Third, key players had an incentive to take big risks, because it was heads
they win, tails someone else loses. In Ireland this moral hazard was largely
personal: "Rogue-bank heads retired with their large fortunes intact." There
was a lot of this in the United States, too: as Harvard's Lucian Bebchuk and
others have pointed out, top executives at failed U.S. financial companies
received billions in "performance related" pay before their firms went
belly-up.

But the most striking similarity between Ireland and America was "regulatory
imprudence": the people charged with keeping banks safe didn't do their
jobs. In Ireland, regulators looked the other way in part because the
country was trying to attract foreign business, in part because of cronyism:
bankers and property developers had close ties to the ruling party.

There was a lot of that here too, but the bigger issue was ideology.
Actually, the authors of the Irish paper get this wrong, stressing the way
U.S. politicians celebrated the ideal of homeownership; yes, they made
speeches along those lines, but this didn't have much effect on lenders'
incentives.

What really mattered was free-market fundamentalism.
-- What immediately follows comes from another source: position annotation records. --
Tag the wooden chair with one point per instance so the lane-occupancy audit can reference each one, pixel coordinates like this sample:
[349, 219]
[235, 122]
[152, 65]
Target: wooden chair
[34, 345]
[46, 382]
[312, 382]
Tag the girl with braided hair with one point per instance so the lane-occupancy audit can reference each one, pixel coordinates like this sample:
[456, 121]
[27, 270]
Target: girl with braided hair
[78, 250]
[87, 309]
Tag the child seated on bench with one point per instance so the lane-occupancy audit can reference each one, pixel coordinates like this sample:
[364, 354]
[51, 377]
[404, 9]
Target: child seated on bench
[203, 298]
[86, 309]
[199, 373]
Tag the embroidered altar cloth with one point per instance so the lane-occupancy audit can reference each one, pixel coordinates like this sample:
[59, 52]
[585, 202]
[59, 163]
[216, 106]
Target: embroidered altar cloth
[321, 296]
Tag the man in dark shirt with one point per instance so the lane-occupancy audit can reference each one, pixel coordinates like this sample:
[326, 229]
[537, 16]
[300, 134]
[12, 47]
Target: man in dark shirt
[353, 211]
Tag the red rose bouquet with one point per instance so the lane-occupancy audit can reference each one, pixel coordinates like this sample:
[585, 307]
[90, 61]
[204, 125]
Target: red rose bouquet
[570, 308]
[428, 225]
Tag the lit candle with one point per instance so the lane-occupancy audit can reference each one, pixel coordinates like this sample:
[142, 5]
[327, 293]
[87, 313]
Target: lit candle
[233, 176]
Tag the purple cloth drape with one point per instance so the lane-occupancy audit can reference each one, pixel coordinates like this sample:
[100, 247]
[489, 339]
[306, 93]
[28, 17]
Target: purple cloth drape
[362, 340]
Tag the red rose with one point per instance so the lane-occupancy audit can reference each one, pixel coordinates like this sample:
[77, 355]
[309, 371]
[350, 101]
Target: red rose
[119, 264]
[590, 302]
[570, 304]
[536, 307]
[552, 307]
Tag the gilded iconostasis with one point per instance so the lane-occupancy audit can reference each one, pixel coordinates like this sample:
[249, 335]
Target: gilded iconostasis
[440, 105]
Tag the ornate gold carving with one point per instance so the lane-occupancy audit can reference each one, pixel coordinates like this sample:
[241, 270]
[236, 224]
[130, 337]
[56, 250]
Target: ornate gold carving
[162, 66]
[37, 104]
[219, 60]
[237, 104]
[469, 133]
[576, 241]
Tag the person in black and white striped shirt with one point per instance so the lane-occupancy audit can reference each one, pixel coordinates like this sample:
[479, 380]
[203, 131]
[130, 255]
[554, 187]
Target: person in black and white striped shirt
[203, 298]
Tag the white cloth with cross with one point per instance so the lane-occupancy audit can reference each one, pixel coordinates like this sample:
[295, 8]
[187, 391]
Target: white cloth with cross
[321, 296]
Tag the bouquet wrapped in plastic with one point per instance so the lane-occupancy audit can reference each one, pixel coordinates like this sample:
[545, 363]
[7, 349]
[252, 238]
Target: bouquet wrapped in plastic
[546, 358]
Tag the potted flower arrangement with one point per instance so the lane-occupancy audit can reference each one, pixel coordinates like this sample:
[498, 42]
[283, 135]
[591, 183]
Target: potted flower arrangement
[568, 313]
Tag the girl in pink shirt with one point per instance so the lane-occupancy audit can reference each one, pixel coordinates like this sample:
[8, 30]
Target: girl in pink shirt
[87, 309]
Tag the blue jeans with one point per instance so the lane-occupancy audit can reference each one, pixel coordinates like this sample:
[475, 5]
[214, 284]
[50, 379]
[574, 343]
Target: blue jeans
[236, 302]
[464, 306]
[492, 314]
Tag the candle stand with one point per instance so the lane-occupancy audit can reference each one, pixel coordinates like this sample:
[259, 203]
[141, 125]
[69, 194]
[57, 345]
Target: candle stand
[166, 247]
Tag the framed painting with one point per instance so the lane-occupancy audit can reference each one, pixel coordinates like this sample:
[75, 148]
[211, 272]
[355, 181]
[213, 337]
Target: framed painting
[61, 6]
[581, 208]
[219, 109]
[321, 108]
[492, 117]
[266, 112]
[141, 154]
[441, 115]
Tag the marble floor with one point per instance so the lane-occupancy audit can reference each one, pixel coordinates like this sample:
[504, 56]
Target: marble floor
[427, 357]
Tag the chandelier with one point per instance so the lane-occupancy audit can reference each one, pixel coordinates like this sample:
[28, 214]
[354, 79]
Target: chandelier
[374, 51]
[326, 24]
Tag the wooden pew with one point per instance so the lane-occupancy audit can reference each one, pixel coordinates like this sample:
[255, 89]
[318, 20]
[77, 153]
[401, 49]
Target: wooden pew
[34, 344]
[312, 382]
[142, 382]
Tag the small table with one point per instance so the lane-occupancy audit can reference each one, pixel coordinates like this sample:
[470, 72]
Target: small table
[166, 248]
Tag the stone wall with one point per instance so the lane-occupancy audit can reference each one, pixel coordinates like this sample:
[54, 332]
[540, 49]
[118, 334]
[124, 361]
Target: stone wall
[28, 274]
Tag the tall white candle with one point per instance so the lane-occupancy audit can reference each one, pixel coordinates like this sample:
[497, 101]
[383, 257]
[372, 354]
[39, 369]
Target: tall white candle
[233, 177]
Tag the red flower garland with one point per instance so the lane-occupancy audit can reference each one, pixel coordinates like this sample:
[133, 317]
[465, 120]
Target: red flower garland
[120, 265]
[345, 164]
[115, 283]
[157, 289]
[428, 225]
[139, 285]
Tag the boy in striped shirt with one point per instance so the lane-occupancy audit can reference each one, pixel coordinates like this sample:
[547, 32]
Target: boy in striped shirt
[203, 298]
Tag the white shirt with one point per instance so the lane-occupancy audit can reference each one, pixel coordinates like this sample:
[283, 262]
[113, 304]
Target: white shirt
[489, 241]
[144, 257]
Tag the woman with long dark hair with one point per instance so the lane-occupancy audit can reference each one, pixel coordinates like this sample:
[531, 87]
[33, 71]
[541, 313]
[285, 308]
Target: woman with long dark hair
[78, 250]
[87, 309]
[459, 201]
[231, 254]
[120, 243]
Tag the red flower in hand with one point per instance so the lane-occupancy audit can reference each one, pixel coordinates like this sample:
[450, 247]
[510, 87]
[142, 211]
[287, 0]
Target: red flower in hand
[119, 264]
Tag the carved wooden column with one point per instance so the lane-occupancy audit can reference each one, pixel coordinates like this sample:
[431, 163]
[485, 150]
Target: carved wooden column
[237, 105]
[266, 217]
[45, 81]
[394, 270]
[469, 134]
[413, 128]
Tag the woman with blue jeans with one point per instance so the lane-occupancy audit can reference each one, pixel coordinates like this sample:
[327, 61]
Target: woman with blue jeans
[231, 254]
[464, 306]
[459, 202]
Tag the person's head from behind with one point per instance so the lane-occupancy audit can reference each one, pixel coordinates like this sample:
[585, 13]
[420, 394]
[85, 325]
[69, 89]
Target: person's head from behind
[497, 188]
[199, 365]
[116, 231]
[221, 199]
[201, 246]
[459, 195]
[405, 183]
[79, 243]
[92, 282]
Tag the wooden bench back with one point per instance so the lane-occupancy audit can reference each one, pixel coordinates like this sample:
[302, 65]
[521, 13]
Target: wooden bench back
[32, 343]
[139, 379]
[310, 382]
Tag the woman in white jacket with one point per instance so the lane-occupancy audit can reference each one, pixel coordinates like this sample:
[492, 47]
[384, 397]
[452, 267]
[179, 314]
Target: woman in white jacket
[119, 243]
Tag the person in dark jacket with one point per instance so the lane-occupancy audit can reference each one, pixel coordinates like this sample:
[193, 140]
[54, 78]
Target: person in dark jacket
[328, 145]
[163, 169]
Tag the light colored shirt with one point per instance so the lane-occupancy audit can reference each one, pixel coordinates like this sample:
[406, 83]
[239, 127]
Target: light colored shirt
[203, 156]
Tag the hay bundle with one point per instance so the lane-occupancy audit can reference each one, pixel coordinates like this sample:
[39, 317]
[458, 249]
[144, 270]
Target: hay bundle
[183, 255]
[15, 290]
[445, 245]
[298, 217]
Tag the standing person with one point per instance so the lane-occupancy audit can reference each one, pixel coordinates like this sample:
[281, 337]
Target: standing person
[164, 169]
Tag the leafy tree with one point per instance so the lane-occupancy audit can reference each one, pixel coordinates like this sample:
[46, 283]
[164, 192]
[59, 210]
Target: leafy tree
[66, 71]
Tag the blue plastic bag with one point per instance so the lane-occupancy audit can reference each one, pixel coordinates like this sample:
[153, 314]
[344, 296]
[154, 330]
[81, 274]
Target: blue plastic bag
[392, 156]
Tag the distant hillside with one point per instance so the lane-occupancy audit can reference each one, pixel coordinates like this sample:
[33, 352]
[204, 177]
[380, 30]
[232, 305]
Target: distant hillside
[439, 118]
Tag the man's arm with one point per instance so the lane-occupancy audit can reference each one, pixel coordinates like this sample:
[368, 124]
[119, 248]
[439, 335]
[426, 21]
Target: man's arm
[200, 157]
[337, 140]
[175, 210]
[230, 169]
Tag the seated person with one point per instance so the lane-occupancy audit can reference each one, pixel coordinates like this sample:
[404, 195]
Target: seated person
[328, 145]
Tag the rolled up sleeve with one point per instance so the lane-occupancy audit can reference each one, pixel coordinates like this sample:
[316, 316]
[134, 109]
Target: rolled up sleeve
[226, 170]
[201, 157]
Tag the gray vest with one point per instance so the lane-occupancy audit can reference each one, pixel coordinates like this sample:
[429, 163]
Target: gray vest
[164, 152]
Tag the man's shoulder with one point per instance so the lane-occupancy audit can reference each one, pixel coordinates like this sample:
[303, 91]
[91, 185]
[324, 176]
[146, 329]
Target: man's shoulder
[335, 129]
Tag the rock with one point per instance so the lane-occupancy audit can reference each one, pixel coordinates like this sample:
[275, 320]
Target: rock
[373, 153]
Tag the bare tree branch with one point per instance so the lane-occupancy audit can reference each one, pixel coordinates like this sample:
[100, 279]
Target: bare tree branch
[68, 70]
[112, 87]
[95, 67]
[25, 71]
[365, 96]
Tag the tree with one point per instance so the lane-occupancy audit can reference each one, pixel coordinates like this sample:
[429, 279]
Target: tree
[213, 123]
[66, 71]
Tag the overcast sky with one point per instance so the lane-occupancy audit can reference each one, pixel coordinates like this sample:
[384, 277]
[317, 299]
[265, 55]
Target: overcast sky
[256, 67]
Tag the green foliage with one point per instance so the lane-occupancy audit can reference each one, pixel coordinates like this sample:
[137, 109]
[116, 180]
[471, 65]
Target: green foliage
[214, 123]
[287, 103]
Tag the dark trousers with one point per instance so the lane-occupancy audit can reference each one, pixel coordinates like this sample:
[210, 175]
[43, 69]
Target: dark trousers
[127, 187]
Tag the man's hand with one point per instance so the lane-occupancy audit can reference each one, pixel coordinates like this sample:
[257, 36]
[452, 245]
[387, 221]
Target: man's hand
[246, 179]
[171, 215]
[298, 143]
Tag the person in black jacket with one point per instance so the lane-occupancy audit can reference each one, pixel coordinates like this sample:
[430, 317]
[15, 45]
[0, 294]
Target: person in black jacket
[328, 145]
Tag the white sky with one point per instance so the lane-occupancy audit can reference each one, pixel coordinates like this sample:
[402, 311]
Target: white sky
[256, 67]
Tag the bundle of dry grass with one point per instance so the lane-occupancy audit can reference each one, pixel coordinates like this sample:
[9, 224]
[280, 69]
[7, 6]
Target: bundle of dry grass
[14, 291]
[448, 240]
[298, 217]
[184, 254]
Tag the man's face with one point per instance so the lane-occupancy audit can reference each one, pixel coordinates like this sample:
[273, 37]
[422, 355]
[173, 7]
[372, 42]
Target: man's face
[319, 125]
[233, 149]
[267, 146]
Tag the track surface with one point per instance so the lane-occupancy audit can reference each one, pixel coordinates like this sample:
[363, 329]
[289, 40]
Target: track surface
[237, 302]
This is what led Ronald
Reagan to declare that deregulation would solve the problems of thrift
institutions - the actual result was huge losses, followed by a gigantic
taxpayer bailout - and Alan Greenspan to insist that the proliferation of
derivatives had actually strengthened the financial system. It was largely
thanks to this ideology that regulators ignored the mounting risks.

So what can we learn from the way Ireland had a U.S.-type financial crisis
with very different institutions? Mainly, that we have to focus as much on
the regulators as on the regulations. By all means, let's limit both
leverage and the use of securitization - which were part of what Canada did
right. But such measures won't matter unless they're enforced by people who
see it as their duty to say no to powerful bankers.

That's why we need an independent agency protecting financial consumers -
again, something Canada did right - rather than leaving the job to agencies
that have other priorities. And beyond that, we need a sea change in
attitudes, a recognition that letting bankers do what they want is a recipe
for disaster. If that doesn't happen, we will have failed to learn from
recent history - and we'll be doomed to repeat it.